During Vermont’s long, cold winters there’s no chance of encountering a snake. But they're here, hidden below the frostline until spring arrives. Vermont is home to eleven native snake species, including the only rattlesnake to call the Northeast home, the eastern timber rattlesnake. But these reclusive animals are at the northern end of their range and only a small population exists after years of human persecution and habitat loss. Today concerned conservationists are working hard to ensure Vermont's only venomous snake remains part of our natural heritage.
Black racers were thought to be extinct in Vermont until a young road-killed racer turned up in Putney in 1985. After discovering an isolated population of black racers on a routine search at a wildlife management area in the state, the Reptile and Amphibian Scientific Advisory Group, along with the Vermont Fish and Wildlife Department and the Vermont Agency of Transportation (VTrans) are monitoring these snakes. This isolated population of snakes is using a strip of land under a power line that passes through state-owned land as well as a projected work site for VTrans. With funding from VTrans, researchers surgically implanted radio transmitters in two adult racers to help track the habitat needs of the snakes year round. The research is a collaborative effort to ensure that the needs of the snake and the project are met. Black racers average about three to five feet in length. Some adult females can grow upwards of six feet. Young racers are gray with large brown, black or reddish blotches down the back (the pattern fades as they get older). Their skin has a satin-like sheen to it. Finding a racer is very difficult. They live in a variety of habitats including rocky ledges, pastures and overgrown fields. They're extremely fast, which is probably why they are called "racers." They're non-venomous, but will defend themselves if threatened. When startled, a racer has been known to make a run at its attacker with its head up. They'll also rattle their tails in dry leaves, mimicking the sound of a rattlesnake. The ultimate goal of the advisory group is to maintain the current racer population and increase it by managing the feeding, basking and wintering areas the snakes inhabit while keeping an eye out for evidence they are reproducing. Host Lawrence Pyne joins members of the Reptile and Amphibian Scientific Advisory Group as they attempt to locate two racers tagged with transmitters.

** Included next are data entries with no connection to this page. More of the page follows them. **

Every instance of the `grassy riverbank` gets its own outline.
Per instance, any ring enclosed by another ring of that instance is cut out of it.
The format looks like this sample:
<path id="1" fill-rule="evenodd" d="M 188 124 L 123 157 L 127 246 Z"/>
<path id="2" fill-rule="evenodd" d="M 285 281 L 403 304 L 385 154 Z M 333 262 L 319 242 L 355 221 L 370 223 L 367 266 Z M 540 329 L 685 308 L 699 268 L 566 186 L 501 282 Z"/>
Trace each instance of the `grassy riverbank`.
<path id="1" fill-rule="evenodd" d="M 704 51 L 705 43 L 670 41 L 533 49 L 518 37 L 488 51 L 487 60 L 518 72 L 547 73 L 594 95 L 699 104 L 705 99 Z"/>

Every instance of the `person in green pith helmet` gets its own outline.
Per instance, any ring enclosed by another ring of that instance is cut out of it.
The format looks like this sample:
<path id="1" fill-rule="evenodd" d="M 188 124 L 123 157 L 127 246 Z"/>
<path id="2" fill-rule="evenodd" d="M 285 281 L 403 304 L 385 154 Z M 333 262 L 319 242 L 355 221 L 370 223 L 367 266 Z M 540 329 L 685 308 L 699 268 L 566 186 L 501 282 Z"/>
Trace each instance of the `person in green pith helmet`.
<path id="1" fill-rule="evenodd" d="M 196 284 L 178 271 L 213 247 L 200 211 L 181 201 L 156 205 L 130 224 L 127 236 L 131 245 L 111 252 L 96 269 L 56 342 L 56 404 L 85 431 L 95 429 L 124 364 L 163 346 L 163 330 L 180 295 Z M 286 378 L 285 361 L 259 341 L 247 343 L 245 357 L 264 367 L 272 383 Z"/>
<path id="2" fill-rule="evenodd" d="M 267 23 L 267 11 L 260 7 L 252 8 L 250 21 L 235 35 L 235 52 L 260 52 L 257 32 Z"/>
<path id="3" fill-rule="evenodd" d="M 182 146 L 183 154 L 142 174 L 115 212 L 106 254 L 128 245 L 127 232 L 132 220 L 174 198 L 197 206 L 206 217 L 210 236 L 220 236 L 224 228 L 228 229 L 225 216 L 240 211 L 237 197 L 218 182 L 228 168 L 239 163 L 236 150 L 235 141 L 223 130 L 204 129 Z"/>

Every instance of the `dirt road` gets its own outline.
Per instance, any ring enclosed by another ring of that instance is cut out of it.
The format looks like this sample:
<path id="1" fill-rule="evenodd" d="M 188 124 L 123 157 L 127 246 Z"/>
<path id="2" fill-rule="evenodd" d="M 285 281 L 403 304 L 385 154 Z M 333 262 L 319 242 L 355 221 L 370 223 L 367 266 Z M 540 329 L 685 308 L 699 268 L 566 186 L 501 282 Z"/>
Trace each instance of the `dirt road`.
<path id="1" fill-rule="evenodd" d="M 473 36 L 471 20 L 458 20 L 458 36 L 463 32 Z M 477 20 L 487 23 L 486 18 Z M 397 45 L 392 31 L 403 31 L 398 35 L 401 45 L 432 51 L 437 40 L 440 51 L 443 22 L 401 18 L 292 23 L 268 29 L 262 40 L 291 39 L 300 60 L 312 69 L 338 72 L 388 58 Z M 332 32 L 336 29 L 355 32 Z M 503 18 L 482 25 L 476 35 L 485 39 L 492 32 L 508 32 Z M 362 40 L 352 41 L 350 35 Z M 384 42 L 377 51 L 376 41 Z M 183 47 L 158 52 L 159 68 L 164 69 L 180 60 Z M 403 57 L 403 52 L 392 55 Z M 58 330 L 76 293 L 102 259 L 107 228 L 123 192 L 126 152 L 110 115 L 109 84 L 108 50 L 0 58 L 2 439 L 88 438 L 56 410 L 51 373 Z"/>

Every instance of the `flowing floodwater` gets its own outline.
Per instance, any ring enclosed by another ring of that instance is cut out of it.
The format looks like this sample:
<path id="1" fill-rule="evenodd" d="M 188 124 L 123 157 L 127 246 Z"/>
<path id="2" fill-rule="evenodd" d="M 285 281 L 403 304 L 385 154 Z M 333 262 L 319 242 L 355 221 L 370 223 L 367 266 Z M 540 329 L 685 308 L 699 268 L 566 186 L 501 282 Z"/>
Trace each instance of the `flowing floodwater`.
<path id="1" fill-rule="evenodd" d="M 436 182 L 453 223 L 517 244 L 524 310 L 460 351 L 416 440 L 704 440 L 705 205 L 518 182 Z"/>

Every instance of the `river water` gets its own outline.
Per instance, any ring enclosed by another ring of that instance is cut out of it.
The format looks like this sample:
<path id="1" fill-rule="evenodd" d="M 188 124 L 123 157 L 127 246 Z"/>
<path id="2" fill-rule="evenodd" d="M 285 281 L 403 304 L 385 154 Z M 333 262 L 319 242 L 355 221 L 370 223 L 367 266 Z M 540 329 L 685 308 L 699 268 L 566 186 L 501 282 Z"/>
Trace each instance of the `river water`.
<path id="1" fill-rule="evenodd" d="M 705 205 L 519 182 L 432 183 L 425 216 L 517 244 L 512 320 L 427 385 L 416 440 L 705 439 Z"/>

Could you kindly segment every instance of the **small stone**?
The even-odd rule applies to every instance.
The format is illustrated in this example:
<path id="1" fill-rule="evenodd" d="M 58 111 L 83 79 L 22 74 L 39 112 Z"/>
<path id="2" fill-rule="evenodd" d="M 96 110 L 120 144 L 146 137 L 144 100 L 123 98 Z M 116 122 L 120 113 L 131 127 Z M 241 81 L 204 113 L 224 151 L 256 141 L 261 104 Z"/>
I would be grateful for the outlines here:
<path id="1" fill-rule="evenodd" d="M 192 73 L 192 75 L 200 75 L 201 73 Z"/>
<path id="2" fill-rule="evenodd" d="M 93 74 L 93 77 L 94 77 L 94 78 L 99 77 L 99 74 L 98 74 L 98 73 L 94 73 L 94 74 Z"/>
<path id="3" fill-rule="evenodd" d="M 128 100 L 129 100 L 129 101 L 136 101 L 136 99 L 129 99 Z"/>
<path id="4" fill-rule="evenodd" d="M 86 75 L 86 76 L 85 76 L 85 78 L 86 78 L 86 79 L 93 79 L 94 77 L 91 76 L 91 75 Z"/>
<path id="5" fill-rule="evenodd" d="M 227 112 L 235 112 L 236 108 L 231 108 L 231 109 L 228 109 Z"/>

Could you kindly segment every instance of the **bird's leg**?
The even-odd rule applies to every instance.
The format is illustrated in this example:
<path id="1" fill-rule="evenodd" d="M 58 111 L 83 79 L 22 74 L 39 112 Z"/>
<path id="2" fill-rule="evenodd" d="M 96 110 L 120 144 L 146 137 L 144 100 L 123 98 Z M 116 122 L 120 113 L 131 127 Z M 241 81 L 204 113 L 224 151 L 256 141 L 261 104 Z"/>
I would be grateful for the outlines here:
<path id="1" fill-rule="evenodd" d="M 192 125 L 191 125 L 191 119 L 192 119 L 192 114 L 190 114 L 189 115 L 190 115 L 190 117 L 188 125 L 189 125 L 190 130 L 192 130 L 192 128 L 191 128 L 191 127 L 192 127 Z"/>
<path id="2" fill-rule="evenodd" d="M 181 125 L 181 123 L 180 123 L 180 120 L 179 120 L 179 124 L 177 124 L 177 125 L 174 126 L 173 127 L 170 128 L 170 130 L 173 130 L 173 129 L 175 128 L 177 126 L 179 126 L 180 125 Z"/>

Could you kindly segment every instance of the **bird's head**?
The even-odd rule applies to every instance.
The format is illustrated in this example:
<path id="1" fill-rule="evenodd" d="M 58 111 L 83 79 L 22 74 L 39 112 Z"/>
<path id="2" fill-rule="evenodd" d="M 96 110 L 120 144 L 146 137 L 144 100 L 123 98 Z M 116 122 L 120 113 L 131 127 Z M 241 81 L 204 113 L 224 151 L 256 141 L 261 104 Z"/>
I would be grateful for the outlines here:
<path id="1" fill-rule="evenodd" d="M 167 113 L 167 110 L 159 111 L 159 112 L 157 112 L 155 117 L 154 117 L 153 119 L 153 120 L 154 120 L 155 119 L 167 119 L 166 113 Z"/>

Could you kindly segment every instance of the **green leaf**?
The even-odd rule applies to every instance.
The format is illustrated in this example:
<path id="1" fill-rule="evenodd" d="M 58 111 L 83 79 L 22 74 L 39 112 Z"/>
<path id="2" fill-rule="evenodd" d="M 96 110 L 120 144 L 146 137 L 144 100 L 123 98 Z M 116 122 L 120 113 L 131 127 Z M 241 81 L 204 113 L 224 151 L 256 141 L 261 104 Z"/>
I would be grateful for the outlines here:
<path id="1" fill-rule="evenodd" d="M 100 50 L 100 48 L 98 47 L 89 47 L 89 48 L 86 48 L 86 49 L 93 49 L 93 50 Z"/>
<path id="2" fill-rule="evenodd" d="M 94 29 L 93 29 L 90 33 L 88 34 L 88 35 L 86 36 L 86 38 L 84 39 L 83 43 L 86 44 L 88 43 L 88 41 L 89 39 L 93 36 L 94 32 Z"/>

Mention the word “rattlesnake” and the reaction you’ll get is either awe and fascination or fear and loathing. Timber rattlesnakes are listed as an endangered species in six of the 27 states that they inhabit from New Hampshire to northern Florida. Here in Vermont at the northern extent of their range a small population exists and is barely holding on after years of persecution. Today wildlife biologists, the Nature Conservancy and concerned volunteers are taking steps to ensure that timber rattlesnakes survive and thrive in Vermont.